Food security and the value of water

The United Nations strive for ‘zero hunger’ in 2030. Meanwhile, the number of people suffering from hunger and malnutrition has increased on a global scale over the last years. Furthermore, food systems are vulnerable to climate change and are required to feed an ever-increasing population. These facts are felt primarily by the lower and middle social strata in Africa and Asia. Providing every world citizen with sufficient and healthy nutrition demands a transition towards sustainable food systems.

Through the research programme Food security and Valuing water, Wageningen University & Research aims to develop new routes toward a sustainable food system.
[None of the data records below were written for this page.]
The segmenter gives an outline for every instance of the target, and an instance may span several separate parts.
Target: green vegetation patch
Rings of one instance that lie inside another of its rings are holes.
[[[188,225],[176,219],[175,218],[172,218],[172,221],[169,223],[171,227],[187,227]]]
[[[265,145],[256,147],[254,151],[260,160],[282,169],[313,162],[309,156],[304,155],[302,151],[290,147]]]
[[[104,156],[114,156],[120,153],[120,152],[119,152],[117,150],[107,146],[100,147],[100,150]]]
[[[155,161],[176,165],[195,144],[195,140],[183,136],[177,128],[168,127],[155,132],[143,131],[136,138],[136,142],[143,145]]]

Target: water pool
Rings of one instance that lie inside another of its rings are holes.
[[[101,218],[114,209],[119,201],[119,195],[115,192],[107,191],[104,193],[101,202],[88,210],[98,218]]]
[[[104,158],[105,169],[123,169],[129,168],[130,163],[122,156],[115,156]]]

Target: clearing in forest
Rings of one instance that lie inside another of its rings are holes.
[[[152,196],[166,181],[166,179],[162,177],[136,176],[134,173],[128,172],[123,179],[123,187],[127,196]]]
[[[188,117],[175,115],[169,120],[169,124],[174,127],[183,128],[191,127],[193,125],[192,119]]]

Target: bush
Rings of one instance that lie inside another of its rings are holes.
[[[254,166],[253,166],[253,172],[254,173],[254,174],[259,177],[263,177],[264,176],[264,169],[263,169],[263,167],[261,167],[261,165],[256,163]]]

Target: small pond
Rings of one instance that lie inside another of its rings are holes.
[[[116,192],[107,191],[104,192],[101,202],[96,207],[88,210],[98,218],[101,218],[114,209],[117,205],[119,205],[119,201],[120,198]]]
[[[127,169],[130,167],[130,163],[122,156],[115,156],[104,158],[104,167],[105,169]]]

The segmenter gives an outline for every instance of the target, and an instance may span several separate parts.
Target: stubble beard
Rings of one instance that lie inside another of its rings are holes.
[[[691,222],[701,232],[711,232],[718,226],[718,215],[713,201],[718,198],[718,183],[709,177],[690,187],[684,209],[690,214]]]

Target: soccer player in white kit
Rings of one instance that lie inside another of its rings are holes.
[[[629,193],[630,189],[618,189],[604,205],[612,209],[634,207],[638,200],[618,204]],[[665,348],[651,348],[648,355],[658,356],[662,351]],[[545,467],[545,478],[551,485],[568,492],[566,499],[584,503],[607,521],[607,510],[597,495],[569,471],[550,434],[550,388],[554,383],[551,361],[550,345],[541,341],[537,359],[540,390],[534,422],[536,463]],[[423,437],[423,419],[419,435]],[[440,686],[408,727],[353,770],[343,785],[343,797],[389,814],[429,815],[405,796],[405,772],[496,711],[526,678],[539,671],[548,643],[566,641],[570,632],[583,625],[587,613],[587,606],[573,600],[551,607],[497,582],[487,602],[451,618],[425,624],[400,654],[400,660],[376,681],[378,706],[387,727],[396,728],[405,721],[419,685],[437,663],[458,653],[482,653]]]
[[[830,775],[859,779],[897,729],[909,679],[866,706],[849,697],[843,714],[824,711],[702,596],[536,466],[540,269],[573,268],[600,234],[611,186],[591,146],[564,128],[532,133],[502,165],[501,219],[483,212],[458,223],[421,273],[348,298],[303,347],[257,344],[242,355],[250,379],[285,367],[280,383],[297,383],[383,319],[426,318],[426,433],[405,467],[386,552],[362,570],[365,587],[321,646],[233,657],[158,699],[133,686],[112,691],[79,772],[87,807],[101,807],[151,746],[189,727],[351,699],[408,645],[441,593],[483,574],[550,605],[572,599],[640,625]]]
The main challenges achieving this goal are the depletion of freshwater resources, climate change, land management, soil degradation, declining biodiversity, migration the increase in agricultural production and changes in international trade. Not just the amount of food, but its availability and affordability are crucial. In this programme, develop and asses new insights for shaping transitions towards sustainable food security.

Food System Approach as a framework

Central to our research is the Food System Approach, an interdisciplinary framework to analyse the cohesion between the different parts of the food system and its outcomes in socio-economic and environmental terms, as well as creating a better understanding of the feedback loops between the different elements of food systems. For example, we look at the efficiency of production and processing and its impact on environmental aspects (e.g. water, soil) as well as the income of the local farmers. Furthermore, we analyse the role and consequences for labour, informal actors, income, and the influence and dependence of food production on biodiversity and climate.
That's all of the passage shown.